Sueli Dumont, 44, que a reportagem da Folha acompanha desde 2005, posa em casa com a neta Emily, 10 (Bruno Santos/Folhapress)

O voto de Sueli Dumont, 44, também seguida pela reportagem há anos, será igualmente em Lula.

A desconfiança em relação à honestidade do petista é superada pela memória recente da melhora de vida.

Na vizinha Recife, onde mora em palafitas que brotaram nesta crise, o desempregado e pai de três filhos no Bolsa Família Leandro Nascimento, 32, diz que votaria em Lula em 2018. Isso mesmo que guardando “um pé atrás” por conta das denúncias de corrupção que atingem o petista.

Os cearenses Sandra Lira, 34, e o marido, João Helio, 45, pensam da mesma maneira.

“O povo vê tanta conversa na televisão que a pessoa fica com medo de certas coisas”, diz Sandra a respeito das suspeitas contra Lula.

Beneficiária de R$ 554 mensais do Bolsa Família em razão de seus oito filhos, Sandra diz que “pode ser” que vote mais uma vez no petista, o preferido do marido desempregado.

Na conversa, o casal se confundiu quanto a Lula ter sido “prefeito”, “governador” ou presidente do Brasil.

Barcos de pesca na comunidade de Brasília Teimosa, no Recife (Bruno Santos/Folhapress)

Falta de produtividade comprometeu o ritmo de queda na desigualdade

FERNANDO CANZIAN

A crise recente trouxe o pior resultado desde 1989 no processo de diminuição da desigualdade no país monitorado pelo FGV Social.

“Foi um desastre, mas a crise veio após anos muito positivos no mercado de trabalho e alguns programas sociais”, diz Marcelo Neri, diretor do FGV Social. “Em termos de pobreza, voltamos a 2012, mas não a 2003.”

Até a crise, diz, “tudo jogou a favor: desemprego em queda, mais formalidade, arrecadação e renda em alta e a desigualdade caindo”.

“Nesse ínterim, o ‘motor do navio’ quebrou e batemos na ‘ilha fiscal’. Daí a necessidade de reformas”, diz, sobre o rombo nas contas públicas.

Neri afirma que, apesar dos bons resultados até a crise, não houve ganhos de produtividade para tornar o processo sustentável.

Mais educação também não suscitou melhora da capacidade produtiva e a maior expectativa de vida, mudanças na Previdência.

Pelos critérios do FGV Social, até a crise, quanto mais pobre, maior foi a melhora na renda, o que levou à diminuição da desigualdade.

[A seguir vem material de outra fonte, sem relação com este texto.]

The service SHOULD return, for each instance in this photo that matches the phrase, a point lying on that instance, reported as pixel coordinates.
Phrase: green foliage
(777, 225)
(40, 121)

Estudos recentes incorporando a base de dados do IR dos 10% mais ricos alegam que a desigualdade não caiu no Brasil no período de 2007 a 2015.

Com esse ajuste dos dados, a desigualdade entre brasileiros seria maior e cairia menos. Por outro lado, diz Neri, “seguindo este mesmo ajuste dos dados, a renda média do brasileiro seria maior e cresceria mais”.

“Se temos mais desigualdade, temos também mais crescimento. A renda de quem declara IR subiu três vezes mais que o PIB.”

Outro indicativo da queda na desigualdade seria que, entre 2003 e 2014, enquanto o PIB aumentou 28% e a renda média dos brasileiros, 62%, o comércio cresceu 112%.

“Em que pese o aumento no crédito, o que explica a diferença entre a alta do PIB e o comércio é a combinação de menos desigualdade com mais renda. Sem isso, a conta não fecha”, diz Neri.